A minor erratum
One might wonder how the present author himself has come privy to this trivial snippet. One need wonder no more: I was Mr. Smythe's bus-boy during my doctoral schooling at the now (alas) defunct College of Antiquities of the now (alas) defunct Civic University of New York. Well, one simply must pay one's way some-how. The GI Bill goes only so far when one is living, as was I, la vie bohème. And, even at that time, the liberal arts were being relegated to a mere relicary status, much to our civil decline and, at the time, my own loss of a position as an assistant professor. There was no one to whom to profess, and barely any to whom to profess assistant-ship.

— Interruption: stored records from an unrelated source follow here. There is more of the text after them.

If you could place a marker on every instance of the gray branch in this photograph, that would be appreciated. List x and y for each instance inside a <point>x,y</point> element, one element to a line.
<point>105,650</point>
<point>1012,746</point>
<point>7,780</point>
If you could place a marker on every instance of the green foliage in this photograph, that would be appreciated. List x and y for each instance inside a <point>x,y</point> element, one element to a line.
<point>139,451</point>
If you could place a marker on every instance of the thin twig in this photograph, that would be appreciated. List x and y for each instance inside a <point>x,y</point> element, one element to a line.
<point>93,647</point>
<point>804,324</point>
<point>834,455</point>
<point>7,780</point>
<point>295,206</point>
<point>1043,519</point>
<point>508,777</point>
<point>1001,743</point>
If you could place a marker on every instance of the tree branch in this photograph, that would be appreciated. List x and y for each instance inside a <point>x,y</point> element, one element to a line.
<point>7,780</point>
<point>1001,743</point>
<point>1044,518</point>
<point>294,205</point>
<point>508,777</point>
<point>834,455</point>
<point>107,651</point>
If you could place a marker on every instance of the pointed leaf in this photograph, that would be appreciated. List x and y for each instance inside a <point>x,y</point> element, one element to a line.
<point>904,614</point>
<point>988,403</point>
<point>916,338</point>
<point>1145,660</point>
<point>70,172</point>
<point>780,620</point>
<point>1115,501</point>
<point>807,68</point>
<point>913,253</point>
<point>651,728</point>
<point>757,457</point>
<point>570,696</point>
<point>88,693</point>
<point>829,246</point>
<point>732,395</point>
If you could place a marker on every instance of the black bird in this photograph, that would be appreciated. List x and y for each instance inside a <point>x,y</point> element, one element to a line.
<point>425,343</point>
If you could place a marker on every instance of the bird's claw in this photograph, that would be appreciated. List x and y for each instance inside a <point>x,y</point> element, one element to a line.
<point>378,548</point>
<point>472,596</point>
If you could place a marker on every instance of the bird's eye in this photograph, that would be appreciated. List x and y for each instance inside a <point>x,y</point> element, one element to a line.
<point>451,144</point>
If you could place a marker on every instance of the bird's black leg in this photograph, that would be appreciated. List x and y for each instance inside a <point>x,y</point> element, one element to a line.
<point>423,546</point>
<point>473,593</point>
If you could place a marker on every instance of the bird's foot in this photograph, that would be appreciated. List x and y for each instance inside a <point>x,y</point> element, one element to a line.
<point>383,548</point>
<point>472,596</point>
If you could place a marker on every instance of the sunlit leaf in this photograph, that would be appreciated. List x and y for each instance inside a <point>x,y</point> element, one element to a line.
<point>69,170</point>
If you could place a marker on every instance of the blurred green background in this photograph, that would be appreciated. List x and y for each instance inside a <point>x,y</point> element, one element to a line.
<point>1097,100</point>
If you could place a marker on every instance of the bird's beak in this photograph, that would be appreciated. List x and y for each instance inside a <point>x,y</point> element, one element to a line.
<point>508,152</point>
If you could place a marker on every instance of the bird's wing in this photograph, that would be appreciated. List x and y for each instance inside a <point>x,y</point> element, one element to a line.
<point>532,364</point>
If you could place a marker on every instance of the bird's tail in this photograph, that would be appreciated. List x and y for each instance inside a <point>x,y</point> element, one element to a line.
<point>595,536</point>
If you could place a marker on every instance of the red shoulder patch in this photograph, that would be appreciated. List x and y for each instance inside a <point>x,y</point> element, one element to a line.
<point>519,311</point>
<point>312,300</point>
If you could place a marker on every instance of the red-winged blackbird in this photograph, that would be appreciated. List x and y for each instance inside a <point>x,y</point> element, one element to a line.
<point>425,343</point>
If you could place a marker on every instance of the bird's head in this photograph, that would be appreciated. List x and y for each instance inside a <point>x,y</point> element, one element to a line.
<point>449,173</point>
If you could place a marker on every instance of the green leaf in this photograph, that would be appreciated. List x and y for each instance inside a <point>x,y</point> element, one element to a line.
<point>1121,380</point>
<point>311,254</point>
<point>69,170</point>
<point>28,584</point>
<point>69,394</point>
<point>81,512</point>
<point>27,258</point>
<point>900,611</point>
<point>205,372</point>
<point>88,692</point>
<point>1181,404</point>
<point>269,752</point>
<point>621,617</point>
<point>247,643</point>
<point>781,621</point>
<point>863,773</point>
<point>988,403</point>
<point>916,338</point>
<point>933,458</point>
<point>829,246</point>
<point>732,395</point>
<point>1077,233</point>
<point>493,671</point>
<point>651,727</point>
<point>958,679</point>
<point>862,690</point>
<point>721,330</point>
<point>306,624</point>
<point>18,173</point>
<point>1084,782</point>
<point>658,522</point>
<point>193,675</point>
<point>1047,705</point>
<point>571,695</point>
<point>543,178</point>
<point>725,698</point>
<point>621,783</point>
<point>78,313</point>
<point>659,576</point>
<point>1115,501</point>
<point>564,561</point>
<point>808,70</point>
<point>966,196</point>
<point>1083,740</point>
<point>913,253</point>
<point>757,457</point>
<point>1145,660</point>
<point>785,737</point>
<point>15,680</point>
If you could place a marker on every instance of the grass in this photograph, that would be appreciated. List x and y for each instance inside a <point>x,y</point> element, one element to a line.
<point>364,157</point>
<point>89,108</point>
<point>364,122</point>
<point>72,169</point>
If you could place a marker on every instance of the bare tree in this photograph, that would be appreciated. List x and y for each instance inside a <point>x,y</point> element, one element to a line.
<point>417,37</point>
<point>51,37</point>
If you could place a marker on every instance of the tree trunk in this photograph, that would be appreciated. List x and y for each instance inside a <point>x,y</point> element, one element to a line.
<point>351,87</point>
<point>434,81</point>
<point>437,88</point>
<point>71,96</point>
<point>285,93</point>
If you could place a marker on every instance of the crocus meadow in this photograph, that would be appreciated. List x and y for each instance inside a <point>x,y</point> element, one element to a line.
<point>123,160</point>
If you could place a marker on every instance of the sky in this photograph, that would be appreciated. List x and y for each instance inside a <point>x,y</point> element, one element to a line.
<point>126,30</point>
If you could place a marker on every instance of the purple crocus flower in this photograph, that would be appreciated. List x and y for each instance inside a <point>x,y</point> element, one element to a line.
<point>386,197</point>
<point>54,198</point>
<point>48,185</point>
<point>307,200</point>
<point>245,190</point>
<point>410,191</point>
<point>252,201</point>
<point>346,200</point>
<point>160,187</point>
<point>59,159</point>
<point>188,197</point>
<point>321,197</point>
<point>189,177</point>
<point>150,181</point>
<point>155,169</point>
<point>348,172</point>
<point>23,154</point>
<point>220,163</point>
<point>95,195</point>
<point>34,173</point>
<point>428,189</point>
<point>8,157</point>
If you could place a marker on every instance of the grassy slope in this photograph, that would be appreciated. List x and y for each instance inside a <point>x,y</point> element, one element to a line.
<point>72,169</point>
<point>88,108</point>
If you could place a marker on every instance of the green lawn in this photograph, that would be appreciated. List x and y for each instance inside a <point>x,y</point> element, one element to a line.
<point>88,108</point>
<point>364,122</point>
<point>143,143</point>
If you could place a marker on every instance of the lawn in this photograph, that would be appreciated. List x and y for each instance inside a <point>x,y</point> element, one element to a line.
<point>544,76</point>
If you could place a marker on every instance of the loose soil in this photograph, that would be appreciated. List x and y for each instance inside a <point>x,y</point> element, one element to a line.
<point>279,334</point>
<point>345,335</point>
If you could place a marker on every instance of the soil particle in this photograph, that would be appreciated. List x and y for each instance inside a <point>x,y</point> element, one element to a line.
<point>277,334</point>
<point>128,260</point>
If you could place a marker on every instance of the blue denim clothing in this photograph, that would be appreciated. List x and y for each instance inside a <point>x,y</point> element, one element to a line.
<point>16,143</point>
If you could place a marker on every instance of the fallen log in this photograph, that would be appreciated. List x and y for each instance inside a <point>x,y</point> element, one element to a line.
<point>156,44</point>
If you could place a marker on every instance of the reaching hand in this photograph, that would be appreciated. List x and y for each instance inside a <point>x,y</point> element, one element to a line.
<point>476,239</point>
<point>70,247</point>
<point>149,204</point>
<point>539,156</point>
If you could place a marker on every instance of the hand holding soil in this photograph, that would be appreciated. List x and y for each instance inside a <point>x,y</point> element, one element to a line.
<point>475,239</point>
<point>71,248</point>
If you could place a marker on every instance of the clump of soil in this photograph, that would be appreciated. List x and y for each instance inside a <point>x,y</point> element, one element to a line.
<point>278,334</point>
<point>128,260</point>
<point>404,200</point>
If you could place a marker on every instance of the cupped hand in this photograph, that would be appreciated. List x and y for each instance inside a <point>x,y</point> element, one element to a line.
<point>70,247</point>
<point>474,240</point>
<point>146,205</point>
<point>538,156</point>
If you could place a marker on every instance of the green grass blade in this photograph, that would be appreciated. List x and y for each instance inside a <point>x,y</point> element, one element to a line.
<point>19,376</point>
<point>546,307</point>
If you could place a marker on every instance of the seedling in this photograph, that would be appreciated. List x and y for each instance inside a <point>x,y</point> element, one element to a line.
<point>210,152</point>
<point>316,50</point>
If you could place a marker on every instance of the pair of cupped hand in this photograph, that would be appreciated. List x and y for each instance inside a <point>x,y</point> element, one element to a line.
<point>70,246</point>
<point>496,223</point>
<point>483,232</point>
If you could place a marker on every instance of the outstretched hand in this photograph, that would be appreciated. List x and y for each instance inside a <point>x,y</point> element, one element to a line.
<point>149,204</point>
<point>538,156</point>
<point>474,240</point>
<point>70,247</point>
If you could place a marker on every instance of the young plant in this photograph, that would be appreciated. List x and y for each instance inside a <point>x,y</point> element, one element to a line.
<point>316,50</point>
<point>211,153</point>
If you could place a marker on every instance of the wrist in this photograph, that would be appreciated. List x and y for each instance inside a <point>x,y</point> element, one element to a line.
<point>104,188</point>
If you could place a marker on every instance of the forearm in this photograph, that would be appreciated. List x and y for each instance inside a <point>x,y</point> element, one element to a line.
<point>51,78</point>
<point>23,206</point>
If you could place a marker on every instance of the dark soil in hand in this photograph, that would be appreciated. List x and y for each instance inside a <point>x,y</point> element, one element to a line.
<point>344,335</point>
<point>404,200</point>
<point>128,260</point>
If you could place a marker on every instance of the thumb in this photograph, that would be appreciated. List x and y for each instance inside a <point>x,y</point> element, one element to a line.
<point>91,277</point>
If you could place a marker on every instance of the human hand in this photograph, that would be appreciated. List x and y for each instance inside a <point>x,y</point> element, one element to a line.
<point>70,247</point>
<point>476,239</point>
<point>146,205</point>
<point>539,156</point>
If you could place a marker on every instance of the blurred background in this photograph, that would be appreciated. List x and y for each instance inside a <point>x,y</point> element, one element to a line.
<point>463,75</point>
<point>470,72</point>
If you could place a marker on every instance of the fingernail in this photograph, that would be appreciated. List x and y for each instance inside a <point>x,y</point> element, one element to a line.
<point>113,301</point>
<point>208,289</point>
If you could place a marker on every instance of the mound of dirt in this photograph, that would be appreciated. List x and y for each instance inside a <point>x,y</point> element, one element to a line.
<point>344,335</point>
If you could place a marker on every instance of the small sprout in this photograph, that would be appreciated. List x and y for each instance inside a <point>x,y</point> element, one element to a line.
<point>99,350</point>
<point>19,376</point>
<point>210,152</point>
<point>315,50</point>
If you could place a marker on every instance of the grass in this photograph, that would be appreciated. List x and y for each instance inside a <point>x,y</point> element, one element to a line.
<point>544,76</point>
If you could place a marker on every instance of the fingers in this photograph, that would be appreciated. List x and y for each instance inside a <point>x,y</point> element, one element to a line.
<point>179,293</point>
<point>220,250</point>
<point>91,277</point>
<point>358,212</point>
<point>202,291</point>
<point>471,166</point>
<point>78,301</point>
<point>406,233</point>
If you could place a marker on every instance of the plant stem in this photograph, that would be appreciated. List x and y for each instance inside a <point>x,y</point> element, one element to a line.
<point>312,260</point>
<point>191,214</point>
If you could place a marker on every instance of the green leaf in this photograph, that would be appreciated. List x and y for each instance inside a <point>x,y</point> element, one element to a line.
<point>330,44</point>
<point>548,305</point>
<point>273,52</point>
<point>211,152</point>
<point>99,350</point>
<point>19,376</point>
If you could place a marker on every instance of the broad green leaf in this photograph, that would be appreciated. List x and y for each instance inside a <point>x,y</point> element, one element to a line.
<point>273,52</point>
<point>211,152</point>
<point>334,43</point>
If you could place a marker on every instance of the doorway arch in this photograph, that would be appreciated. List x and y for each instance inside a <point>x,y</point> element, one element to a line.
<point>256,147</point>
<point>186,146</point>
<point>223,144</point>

I also happen to know that Smythe "invented" the drink at my behest. It was no stretch of the imagination, for I had beaten the other authors at this current web-site (I happen to know as well that Miss Jones considers herself the originator of the Hot Facial, some un-godly concoction involving licks of flame and milk of cocoa-nut) and Smythe in concocting what I then called The Drink of A Single To-morrow, comprising equal measures each of juice of lemon and lime, and a double measure of the Neder-lands' finest, Ketel One. (I spent a fort-night or dozen in the low-lands during the War, let it be said in short, lest I impugn my own character.) These citrus were the only fruits on hand to stave off the scurvy in a mal-nourished populace.
Years later, as one after an other of Ian Fleming's novels were translated to the silver screen, I re-christened it, in a phlegmatic fit, the Pusy Galore.